= 2024 Thai Senate election scandal =

Political scandal

The 2024 Thai Senate election scandal is a political scandal involving members of the Senate of Thailand elected in 2024. The scandal includes allegations of systemic fraud and vote buying by over 100 senators. The scandal is being investigated by two probes, including the Election Commission (EC) and the Department of Special Investigation (DSI).

== Background ==

The 2024 Thai Senate elections held from 9 to 26 June 2024 was the first senatorial elections held under the 2017 Constitution. Of the 200 senators elected, 153 are described as "Blue Senators" affiliated with the Bhumjaithai Party, 19 as "New Breed Senators" in more liberal and progressive camps, and 28 unaffiliated members.

== Investigation ==
On 6 March 2025, the DSI announced it would launch a probe of unlawful gatherings and related money laundering related to the 2024 election. Earlier in February, Senate Speaker Mongkol Surasajja expressed strong opposition to any DSI probe into the election.

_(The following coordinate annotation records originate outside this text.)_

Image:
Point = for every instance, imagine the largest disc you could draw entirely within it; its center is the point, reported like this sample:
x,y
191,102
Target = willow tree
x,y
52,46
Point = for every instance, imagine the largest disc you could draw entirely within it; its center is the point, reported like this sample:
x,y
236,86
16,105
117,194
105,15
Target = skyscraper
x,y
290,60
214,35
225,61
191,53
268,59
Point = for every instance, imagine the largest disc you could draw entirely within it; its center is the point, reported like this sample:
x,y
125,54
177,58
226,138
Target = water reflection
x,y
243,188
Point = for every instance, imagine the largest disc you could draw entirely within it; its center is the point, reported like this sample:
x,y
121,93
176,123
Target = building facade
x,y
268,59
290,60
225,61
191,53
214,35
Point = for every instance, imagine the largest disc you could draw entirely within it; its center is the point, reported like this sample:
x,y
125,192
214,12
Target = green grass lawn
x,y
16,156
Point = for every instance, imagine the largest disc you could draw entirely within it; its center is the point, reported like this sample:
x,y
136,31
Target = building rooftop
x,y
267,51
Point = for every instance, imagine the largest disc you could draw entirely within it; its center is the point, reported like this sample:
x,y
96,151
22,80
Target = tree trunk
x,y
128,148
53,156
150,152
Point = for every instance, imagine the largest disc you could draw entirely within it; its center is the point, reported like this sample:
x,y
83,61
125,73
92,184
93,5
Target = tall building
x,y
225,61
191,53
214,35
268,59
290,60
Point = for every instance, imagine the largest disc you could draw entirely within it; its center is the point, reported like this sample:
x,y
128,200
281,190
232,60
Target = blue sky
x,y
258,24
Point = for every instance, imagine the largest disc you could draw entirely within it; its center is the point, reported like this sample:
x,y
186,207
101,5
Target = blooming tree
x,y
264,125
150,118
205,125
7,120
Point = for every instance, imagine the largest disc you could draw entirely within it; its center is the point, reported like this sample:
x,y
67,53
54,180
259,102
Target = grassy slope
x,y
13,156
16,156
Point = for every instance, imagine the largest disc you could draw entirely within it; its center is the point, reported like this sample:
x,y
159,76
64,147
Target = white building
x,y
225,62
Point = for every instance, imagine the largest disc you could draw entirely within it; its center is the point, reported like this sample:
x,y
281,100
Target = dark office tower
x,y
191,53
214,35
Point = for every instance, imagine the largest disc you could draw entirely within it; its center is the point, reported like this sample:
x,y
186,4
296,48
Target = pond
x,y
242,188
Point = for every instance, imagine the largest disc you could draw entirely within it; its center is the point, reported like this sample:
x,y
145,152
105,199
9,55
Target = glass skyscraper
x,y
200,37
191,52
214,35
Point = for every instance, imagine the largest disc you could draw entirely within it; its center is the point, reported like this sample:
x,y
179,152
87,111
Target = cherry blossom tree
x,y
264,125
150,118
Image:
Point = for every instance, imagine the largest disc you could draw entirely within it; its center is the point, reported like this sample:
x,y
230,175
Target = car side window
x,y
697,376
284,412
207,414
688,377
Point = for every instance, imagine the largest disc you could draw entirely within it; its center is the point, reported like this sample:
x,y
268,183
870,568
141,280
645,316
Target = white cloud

On 19 March 2025, the EC announced it had created a 26th subcommittee to investigate election fraud complaints.

On 7 May 2025, the EC was reported to be planning to charge 60 members of the Senate with charges related to vote-fixing in the 2024 election.

On 9 May 2025, the EC delivered summonses to 6 of 53 senators being investigated for vote-rigging. The 6 senators, all representing Bangkok, were Alongkot Vorakee, Chokchai Kittithanesuan, Jirasak Chookhwamdee, Pibulat Haruehanprakan, Wuttichart Kalyanamitra, and Phisut Rattanawong. 47 more senators representating the provinces were awaiting summonses.

On 14 May 2025, the DSI announced there were around 1,200 suspects under investigation under their probe examining money laundering during the 2024 election.